Ende der 90er Jahre wurde an der Universität Wien das interdisziplinäre 
Forschungsprojekt "Drogen und Sucht" ins Leben gerufen. Zahlreiche 
soziologisch, historisch, politikwissenschaftlich oder psychologisch 
orientierte Beiträge zum Thema sind seitdem erschienen. Nach Brigitte 
Marschalls theaterwissenschaftlicher Studie "Die Droge und ihr Double" (2000) 
ist nun mit Martin Tauss' Buch "Rausch - Kultur - Geschichte: Drogen in 
literarischen Texten nach 1945" eine zweite literarisch orientierte Arbeit aus 
diesem Forschungsprojekt erschienen.

Der Einfluss von Drogen auf das Schreiben ist bisher kaum systematisch von der 
deutschsprachigen Literaturkritik untersucht worden. Meist beschränkten sich 
autorenübergreifende Arbeiten auf Werke einschlägiger englischer, 
amerikanischer oder französischer Schriftsteller - deutschsprachige Werke 
wurden überwiegend en passant erwähnt. Erst Alexander Kupfers umfangreicher 
Studie zur Literaturgeschichte der Drogen ("Die künstlichen Paradiese", 1996) 
gelang es, die Ausmaße dieses multidisziplinären und oft disparaten 
Forschungsfeldes auch für die deutsche Literatur zu skizzieren. Gerade was den 
Zeitraum von 1945 bis zur Gegenwart betrifft, in den immerhin die ärgsten 
Rauschexzesse der Beatautoren und ein gesteigertes Interesse an alternativen 
Bewusstseinszuständen fallen, blieben aber auch nach Kupfers Buch viele Fragen 
offen. Martin Tauss' Buch stößt also durchaus in eine Forschungslücke.

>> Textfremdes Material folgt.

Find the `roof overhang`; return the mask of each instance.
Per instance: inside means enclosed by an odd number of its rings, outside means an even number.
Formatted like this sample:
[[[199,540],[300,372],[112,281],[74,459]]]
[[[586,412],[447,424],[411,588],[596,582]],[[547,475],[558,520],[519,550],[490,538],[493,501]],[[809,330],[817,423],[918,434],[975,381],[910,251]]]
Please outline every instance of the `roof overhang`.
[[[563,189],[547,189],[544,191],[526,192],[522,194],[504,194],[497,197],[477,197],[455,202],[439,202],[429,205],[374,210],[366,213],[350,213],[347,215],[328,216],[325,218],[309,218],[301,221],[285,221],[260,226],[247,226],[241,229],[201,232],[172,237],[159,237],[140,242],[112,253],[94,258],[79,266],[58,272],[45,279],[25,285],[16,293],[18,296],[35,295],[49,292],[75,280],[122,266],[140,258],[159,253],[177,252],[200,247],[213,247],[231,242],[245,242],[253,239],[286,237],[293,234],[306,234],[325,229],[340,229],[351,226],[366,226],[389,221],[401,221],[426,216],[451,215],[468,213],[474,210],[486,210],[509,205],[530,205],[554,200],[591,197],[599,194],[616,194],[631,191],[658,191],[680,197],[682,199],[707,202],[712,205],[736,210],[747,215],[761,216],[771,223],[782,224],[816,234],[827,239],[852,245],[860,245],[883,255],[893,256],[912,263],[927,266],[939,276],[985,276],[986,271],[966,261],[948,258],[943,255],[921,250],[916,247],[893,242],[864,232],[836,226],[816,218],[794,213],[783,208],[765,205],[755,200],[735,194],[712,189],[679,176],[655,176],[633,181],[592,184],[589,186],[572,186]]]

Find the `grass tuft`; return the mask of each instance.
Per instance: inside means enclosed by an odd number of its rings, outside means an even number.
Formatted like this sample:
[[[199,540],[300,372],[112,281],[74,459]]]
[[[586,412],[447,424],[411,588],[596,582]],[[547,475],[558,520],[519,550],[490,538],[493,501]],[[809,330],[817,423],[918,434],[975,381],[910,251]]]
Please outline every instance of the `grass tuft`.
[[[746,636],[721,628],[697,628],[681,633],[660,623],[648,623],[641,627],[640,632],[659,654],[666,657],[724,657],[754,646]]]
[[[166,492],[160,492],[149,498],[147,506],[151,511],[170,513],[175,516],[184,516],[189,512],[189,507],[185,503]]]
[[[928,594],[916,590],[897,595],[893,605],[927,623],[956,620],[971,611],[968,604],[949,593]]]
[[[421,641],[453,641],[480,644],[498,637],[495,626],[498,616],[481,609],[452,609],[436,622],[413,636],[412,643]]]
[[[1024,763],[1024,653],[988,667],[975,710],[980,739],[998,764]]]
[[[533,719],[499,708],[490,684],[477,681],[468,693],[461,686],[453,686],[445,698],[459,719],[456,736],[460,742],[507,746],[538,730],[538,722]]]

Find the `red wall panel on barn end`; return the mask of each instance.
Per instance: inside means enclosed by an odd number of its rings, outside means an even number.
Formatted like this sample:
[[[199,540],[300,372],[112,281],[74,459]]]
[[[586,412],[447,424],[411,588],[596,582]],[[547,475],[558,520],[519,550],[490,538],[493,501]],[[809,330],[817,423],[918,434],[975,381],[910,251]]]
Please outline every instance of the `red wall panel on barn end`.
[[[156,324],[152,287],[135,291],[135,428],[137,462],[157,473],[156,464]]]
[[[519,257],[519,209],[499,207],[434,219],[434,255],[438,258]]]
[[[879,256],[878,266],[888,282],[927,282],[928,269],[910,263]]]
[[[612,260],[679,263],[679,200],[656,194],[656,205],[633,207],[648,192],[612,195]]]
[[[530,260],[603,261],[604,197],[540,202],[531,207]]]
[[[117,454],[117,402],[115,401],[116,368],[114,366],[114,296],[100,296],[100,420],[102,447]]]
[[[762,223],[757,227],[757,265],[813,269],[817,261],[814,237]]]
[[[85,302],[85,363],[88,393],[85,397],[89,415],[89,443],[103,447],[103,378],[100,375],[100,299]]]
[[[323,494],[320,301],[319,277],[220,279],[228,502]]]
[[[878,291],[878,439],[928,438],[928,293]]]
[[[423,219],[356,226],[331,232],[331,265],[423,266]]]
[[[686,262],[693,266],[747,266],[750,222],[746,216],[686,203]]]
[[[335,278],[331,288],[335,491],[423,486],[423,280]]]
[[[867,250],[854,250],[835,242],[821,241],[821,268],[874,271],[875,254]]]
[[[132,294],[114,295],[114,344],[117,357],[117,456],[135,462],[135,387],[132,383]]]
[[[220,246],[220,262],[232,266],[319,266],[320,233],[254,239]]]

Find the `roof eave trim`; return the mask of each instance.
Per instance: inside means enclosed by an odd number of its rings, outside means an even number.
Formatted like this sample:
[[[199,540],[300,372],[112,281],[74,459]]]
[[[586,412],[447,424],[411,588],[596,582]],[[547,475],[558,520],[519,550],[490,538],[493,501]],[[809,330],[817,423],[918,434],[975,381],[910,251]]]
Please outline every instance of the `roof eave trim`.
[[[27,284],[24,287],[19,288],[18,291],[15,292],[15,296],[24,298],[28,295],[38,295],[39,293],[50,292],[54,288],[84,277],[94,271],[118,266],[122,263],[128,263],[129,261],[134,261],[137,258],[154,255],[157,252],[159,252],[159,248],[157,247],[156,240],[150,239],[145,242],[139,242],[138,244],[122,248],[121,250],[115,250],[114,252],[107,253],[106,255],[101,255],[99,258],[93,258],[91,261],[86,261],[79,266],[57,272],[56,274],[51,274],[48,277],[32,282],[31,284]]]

Vier Autoren, deren Texte die Anzeichen einer Beeinflussung durch psychoaktive 
Substanzen tragen, stehen im Zentrum von Tauss' Studie. Interpretiert werden 
Ernst Jüngers "Besuch auf Godenholm", Bernward Vespers "Die Reise", Walter 
Vogts "Mein Sinai-Trip" und "Vergessen und Erinnern" sowie Rainald Goetz' 
"Rave". Diesen Analysen ist eine ausführliche kulturgeschichtliche 
Beschäftigung mit den Begriffen Rausch, Drogen und Sucht vorangestellt. Den 
theoretischen Rahmen der Arbeit bildet Norman Zinbergs These, dass zur 
Auswertung jeder Drogenerfahrung außer der Substanzwirkung per se auch das Set 
(nämlich die psychologische Prädisposition des Drogenkonsumenten) und das 
Setting (nämlich die physische Umgebung, in der der Konsum stattfindet), 
miteinbezogen werden müssen. Ein derart strukturierter Aufbau hebt sich positiv 
von den oft anekdotenhaften bisher erschienenen Untersuchungen zum Thema ab.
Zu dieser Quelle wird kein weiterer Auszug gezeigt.